With an American Face

Political scientist Alexander Vedrussov talks about how Bernie Sanders is trying to build his kind of socialism in the United States.

Regardless of how a 2020 protracted election cycle will end for 78-year-old “democratic socialist” Bernie Sanders, this election will most probably be his last. However, during his rallies before countless numbers of supporters, the most popular senator likes to reiterate that Americans will bring “a political revolution.” His campaign slogan “Not me. Us!” created an unprecedented leftist movement. Sanders’ critics compare his style to that of Donald Trump. His supporters push back by saying that Trump can be defeated only by using his own methods, while Sanders’’ political program is the direct opposite of the current administration’s ultracapitalist policies.
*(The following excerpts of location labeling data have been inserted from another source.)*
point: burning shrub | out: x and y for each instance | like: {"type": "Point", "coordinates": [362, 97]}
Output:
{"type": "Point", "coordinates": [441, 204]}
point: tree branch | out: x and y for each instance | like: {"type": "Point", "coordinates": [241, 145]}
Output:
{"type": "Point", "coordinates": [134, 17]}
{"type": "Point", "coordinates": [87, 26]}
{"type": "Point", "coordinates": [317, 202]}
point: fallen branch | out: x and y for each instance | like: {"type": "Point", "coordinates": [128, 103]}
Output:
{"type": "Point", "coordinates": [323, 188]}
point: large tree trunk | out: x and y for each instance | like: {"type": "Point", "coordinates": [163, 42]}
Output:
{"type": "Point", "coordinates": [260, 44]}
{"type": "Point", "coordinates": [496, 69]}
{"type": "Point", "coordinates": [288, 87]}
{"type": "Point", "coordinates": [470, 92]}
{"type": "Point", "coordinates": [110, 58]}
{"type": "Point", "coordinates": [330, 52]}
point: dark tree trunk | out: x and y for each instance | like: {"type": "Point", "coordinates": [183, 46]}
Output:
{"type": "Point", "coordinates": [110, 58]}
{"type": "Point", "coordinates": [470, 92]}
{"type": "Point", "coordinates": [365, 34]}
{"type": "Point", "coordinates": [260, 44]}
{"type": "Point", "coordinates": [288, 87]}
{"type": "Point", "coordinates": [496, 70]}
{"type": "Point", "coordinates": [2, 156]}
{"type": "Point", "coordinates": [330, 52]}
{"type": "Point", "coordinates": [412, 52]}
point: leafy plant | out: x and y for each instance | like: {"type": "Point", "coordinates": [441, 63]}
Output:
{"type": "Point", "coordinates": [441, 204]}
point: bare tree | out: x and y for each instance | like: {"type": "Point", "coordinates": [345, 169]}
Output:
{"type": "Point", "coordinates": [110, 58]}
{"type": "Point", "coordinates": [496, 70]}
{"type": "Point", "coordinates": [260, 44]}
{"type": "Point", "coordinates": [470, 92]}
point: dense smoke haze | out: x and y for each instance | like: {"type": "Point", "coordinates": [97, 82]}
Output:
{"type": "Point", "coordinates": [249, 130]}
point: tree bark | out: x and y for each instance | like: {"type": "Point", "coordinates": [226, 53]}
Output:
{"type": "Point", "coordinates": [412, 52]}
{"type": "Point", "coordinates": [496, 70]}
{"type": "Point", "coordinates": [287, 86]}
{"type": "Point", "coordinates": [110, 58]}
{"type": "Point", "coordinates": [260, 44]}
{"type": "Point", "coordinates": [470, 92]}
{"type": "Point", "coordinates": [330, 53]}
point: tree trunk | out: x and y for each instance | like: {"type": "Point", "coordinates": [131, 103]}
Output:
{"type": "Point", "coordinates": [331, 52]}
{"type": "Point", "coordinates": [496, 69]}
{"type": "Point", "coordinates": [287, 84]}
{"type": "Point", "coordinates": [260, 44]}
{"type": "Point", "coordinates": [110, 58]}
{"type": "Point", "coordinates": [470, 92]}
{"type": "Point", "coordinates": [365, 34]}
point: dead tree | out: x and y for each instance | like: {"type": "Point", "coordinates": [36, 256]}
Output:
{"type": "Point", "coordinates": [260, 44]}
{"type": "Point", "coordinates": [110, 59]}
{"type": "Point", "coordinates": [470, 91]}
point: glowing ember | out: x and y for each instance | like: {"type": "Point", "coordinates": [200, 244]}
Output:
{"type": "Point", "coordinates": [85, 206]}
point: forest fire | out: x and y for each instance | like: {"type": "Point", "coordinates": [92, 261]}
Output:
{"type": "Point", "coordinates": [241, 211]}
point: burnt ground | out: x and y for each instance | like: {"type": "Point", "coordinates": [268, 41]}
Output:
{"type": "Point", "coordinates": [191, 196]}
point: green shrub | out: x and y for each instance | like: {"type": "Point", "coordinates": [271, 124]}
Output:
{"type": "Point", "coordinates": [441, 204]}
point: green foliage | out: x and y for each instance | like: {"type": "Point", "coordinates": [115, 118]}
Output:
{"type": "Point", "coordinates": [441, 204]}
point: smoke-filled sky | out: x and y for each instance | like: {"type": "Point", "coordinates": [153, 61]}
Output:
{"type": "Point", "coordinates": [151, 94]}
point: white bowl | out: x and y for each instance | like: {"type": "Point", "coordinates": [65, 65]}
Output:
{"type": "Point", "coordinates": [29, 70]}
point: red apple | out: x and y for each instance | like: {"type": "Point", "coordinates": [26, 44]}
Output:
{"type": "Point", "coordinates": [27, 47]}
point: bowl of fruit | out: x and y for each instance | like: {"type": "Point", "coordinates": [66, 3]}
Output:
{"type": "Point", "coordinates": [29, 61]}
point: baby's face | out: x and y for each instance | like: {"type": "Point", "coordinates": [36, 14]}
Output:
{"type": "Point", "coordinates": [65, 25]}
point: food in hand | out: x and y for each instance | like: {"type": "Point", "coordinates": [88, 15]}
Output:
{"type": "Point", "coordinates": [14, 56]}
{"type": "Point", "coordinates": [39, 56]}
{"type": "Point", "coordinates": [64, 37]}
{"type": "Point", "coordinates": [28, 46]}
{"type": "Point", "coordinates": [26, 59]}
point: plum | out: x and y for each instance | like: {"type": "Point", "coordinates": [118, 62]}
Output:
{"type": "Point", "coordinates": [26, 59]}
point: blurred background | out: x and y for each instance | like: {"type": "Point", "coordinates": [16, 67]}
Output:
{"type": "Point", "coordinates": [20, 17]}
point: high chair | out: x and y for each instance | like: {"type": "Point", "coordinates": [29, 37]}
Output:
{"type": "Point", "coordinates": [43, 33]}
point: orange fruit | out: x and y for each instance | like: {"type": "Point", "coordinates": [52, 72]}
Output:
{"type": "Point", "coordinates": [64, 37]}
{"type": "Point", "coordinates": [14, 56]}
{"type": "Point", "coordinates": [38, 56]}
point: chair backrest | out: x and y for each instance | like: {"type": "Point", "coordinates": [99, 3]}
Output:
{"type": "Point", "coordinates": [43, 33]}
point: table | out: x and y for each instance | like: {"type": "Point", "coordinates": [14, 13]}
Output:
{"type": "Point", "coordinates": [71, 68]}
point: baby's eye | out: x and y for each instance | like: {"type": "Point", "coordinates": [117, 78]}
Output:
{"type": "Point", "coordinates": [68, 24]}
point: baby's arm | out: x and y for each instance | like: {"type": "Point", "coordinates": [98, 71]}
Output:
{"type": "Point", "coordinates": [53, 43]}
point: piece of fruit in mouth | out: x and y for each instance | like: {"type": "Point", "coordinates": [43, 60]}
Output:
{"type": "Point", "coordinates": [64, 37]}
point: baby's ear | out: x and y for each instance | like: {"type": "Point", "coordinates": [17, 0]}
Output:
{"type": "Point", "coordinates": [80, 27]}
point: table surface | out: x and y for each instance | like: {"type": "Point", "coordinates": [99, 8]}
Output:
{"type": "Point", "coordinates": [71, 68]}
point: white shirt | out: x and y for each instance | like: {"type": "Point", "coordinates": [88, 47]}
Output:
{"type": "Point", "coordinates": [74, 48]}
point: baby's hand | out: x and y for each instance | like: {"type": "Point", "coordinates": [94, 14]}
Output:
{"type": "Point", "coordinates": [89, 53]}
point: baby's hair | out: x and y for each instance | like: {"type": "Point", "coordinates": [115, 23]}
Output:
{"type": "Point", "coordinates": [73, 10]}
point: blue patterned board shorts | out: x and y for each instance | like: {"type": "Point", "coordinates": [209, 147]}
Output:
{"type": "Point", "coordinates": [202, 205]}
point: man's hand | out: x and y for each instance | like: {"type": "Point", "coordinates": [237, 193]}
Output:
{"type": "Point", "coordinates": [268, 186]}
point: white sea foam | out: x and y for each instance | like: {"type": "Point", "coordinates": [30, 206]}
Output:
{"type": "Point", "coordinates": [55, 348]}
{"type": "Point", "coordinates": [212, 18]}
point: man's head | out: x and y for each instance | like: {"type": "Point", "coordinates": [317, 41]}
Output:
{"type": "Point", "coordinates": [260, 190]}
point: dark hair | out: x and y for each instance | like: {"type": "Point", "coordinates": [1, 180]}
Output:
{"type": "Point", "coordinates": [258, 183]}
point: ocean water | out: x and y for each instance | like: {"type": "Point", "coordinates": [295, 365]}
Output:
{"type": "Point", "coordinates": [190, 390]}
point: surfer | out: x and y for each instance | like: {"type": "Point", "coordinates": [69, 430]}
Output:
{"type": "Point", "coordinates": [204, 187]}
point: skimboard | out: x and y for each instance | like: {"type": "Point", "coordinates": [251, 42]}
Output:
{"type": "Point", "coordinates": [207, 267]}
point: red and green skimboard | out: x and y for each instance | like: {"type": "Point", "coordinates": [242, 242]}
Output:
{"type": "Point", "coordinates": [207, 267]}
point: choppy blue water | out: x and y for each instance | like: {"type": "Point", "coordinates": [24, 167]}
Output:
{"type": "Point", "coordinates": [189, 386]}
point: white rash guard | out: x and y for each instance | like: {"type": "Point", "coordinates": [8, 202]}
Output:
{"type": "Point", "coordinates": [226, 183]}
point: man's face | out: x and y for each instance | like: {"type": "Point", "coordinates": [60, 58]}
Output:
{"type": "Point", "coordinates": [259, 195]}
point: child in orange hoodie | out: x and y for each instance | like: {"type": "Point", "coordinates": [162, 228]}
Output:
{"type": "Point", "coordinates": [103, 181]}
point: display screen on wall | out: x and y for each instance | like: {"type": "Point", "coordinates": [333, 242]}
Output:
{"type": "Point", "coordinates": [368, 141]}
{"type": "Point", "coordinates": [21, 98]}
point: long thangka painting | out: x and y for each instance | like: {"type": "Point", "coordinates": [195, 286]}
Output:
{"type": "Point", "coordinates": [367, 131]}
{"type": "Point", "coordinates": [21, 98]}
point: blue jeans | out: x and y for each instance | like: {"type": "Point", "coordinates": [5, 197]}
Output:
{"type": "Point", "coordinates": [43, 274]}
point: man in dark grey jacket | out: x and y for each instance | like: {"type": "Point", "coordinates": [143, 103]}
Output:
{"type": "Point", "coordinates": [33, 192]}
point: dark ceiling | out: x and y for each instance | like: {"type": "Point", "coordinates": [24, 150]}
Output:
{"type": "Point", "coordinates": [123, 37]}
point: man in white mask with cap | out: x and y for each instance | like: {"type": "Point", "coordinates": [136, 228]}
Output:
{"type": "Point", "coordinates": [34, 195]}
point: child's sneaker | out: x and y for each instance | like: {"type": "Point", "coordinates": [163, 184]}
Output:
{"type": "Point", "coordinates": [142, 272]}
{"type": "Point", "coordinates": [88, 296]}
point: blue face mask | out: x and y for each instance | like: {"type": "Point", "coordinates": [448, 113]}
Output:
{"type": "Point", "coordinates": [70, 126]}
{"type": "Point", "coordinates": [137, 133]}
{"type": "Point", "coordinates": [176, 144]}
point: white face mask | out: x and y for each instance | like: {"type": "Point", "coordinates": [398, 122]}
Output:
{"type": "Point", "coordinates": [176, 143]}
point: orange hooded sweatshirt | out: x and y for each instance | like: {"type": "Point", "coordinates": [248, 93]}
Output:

Democratic caucuses took place in Iowa on Feb. 3. In the next 11 months, candidates from one of the oldest and the most influential political parties will have to navigate a complex and peculiar primary process. The winner of this fierce party contest will get to challenge a hated Republican president, whom Democrats have consistently labeled “the most dangerous president in U.S. history” and “a pathological liar.”

The candidates have begun a ruthless fight for the opportunity to defeat the “odious” President Trump in November 2020. Joe Biden, who first tried his hand unsuccessfully in the presidential primaries back in 1988, and in 2008 and 2012 played Barack Obama’s sidekick during the presidential campaign, is building his strategy on the achievements of his popular ex-boss. The image of a steady candidate capable of compromise has helped Biden gain significant political credit. However, even Biden’s supporters are unenthusiastic about his campaign, let alone general voters. His overall message − to return to a time that existed four years ago and ignore the conditions that contributed to Trump’s election – is of interest only to an older voter, who is too afraid of supporting the radical changes that Sanders is proposing.

The majority of young Americans, on the other hand, are ready to vote for changes in the current social system and they are not afraid to support the candidate whom Trump has called “a communist.” On the contrary, millennials and Generation X overwhelmingly support the idea of free higher education, canceling burdensome student loan debt, nationalizing health care and taking other decisive measures to restore social justice.*

However, even though Sanders’ program fits within basic U.S. political tradition, many older people, influenced by Cold War stereotypes and the idea of resisting the “Communist threat,” consider it unacceptable. The Democrats who oppose Sanders are already actively playing on these phobias, and Trump will definitely do the same if he gets the chance.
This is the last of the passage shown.